2.1.4.6. Configuring Deployment Agents (CodeDeploy Agent)

The CodeDeploy agent is a background process that runs on EC2 instances and on-premises servers, polling CodeDeploy for deployment instructions. Without it, CodeDeploy has no way to reach your instances.

Installation methods:

# Amazon Linux 2 / RHEL
sudo yum install -y ruby wget
wget https://aws-codedeploy-us-east-1.s3.us-east-1.amazonaws.com/latest/install
chmod +x ./install
sudo ./install auto

Bake into AMI (recommended): Include the agent in your EC2 Image Builder recipe or Packer template. This ensures every instance launched by Auto Scaling already has the agent running.

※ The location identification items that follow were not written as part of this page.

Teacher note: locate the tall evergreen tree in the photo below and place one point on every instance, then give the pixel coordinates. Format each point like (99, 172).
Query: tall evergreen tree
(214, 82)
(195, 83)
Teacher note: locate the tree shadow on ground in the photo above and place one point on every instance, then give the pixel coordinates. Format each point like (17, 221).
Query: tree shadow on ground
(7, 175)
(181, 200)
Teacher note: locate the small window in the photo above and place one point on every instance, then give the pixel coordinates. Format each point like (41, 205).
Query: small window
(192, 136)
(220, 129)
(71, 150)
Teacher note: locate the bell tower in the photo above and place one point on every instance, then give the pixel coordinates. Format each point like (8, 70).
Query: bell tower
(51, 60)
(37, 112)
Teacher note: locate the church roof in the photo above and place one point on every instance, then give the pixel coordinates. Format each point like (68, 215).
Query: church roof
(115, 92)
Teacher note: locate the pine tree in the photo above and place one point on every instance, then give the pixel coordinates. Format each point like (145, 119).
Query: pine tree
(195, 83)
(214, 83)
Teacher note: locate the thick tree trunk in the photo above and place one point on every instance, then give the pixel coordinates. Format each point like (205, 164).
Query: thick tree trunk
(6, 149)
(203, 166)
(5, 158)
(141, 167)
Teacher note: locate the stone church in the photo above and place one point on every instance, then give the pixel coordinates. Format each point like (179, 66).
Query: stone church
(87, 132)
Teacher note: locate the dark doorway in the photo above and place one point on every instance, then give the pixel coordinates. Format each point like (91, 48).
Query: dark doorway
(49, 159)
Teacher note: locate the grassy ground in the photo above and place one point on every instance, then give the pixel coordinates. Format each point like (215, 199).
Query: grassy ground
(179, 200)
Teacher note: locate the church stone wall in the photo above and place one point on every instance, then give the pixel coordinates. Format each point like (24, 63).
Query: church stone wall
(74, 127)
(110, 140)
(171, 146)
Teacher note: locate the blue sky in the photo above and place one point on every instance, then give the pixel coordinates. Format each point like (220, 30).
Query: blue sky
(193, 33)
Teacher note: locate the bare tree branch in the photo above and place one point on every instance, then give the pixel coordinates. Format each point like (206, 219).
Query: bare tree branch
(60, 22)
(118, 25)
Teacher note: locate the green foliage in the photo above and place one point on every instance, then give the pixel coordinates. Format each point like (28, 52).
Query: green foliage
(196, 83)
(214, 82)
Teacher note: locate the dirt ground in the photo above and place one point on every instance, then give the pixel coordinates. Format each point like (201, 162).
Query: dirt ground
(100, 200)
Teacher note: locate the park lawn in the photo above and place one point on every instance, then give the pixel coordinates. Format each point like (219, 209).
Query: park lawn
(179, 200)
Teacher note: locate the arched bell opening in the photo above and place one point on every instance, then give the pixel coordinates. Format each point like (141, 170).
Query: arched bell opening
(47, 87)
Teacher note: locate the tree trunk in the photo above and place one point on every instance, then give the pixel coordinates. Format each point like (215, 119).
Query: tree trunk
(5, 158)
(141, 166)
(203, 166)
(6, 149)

Install via user data (alternative): Add the installation script to the ASG launch template's user data. Downside: adds 30-60 seconds to instance startup.

Install via Systems Manager: Use SSM Distributor to push the CodeDeploy agent to existing instances. Best for retrofitting existing fleets.

Agent configuration (/etc/codedeploy-agent/conf/codedeployagent.yml):

• :max_revisions: — Number of deployment bundles to keep locally (default 5). Increase if rollback history is important.
• :root_dir: — Where deployment files are stored locally.
• :verbose: — Enable for troubleshooting, disable in production.

Agent logging: Agent logs are stored at /var/log/aws/codedeploy-agent/codedeploy-agent.log. Deployment lifecycle hook outputs go to /opt/codedeploy-agent/deployment-root/<deployment-group-id>/<deployment-id>/logs/scripts.log.

Exam Trap: The agent needs outbound internet access to communicate with the CodeDeploy service endpoint. In private subnets, configure a VPC endpoint for CodeDeploy (com.amazonaws.<region>.codedeploy) or a NAT Gateway. A common deployment failure pattern: new instances launch in a private subnet, the agent installs via AMI, but can't reach CodeDeploy because there's no endpoint.